5. Know the necessary documentation to the letter

“Generally speaking, the property search and transaction process is the same no matter what language you speak,” says Seekins. “The difficulty lies in translating the documentation to ensure that the client not only understands the process, but also gets the representation they are looking for. Having a thorough understanding of all required contracts and forms is a huge asset and part of our essential fiduciary responsibility to our global clients.”

6. Be patient when it comes to complex industry concepts

While buying and selling property can have common ground in much of the world, each region and real estate market has its own dynamics, and as Nasser explains, this is where language barriers can complicate matters. “For example, in some cultures, bidding wars don’t exist and buyers are slow to accept that other people are competing for the same property,” he says. International buyers may not be familiar with concepts that are considered common in the US For example, Nasser has had to help clients understand the difference between co-ops and condominiums. He points out that when speaking different languages, it’s critical to make sure nothing gets lost in translation.

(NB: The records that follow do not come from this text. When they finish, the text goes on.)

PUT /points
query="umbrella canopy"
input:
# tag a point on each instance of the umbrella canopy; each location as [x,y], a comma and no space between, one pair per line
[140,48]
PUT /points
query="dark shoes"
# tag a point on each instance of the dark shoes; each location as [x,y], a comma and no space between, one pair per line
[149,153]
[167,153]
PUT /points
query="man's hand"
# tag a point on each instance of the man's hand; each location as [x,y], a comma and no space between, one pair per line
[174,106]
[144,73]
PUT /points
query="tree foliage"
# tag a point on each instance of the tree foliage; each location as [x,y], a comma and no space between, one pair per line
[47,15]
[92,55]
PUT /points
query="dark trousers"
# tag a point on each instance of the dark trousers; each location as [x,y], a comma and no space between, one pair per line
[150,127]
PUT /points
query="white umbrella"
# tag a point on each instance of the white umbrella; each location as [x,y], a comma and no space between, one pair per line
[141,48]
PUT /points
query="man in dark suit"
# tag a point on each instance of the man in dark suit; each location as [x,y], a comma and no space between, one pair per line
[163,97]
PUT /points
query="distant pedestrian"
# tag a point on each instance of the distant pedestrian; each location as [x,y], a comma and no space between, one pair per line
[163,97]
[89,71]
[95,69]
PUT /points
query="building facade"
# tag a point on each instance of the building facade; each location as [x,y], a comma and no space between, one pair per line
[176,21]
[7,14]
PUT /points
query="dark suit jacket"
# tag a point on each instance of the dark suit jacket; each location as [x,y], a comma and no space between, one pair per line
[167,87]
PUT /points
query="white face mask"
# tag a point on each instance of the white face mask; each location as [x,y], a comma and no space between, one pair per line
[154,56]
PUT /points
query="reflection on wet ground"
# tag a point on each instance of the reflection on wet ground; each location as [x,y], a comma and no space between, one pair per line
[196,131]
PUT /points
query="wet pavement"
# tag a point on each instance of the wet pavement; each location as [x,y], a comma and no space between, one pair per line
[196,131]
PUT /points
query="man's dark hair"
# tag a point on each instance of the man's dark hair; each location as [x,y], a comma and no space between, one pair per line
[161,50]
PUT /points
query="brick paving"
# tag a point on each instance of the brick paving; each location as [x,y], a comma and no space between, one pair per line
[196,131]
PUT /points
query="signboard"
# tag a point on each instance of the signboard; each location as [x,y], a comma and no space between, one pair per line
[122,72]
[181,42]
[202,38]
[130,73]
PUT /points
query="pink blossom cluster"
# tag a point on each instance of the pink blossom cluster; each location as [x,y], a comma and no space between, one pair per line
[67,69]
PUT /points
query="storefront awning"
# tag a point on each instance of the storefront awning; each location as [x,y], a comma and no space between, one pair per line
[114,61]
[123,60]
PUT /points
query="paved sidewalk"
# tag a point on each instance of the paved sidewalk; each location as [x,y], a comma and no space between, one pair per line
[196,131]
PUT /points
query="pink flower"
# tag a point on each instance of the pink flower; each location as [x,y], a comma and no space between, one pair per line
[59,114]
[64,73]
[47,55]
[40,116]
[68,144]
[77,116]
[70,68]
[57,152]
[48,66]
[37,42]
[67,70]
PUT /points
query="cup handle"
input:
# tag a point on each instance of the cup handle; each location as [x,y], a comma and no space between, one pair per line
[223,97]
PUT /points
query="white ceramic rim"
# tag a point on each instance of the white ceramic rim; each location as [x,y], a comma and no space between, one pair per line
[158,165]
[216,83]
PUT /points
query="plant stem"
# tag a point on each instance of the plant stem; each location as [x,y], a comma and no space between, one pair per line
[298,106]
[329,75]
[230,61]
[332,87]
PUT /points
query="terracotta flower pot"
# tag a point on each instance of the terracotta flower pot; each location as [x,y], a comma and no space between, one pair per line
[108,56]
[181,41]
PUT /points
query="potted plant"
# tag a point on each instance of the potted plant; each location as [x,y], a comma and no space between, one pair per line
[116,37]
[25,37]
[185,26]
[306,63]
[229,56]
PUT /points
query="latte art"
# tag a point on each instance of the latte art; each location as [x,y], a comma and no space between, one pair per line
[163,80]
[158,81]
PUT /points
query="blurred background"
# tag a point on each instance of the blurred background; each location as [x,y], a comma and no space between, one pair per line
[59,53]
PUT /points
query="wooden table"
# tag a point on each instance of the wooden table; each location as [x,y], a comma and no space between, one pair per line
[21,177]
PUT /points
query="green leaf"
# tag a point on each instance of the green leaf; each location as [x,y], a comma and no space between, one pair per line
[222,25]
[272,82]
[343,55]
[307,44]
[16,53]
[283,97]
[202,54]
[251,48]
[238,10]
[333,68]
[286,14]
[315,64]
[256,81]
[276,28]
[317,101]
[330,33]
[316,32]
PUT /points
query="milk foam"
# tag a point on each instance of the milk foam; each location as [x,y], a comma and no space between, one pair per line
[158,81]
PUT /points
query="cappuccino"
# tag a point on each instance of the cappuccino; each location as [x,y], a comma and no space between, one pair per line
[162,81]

7. Stay informed about the economy of your target market

Although not necessarily related to language or cultural barriers, Seekins reminds agents that when working with international buyers, it’s important to be fluent in more than just languages. “You also have to master the economy, currency, and exchange rates of your market. These have a huge impact on the return on investment when buying and selling abroad,” he says.

8. Collaboration with another agent can help cultivate trust

looking for sand

“I strongly encourage agents to partner with colleagues who not only speak the customer’s language but also understand their culture,” says Nasser. “When I had a buyer from China come to see one of my listings, I asked a Chinese agent to help me when I first showed the apartment. Buyers immediately felt comfortable and we closed the sale.”

9. In order not to lose sight of an award, it is better to specialize

Chuck Menzel – LIV Sotheby´s International Realty

While incredibly rewarding, mastering an international market, along with its languages ​​and cultures, is complex and deserves the time and attention it deserves. “As agents, we need to specialize,” says Seekins. “Target an area and audience that is relevant to your region, as it is better to be exceptional at one thing than mediocre at many.”

If you’re properly prepared and have the right tools at your disposal, you’ll be ready to fill any gaps as you expand into international real estate.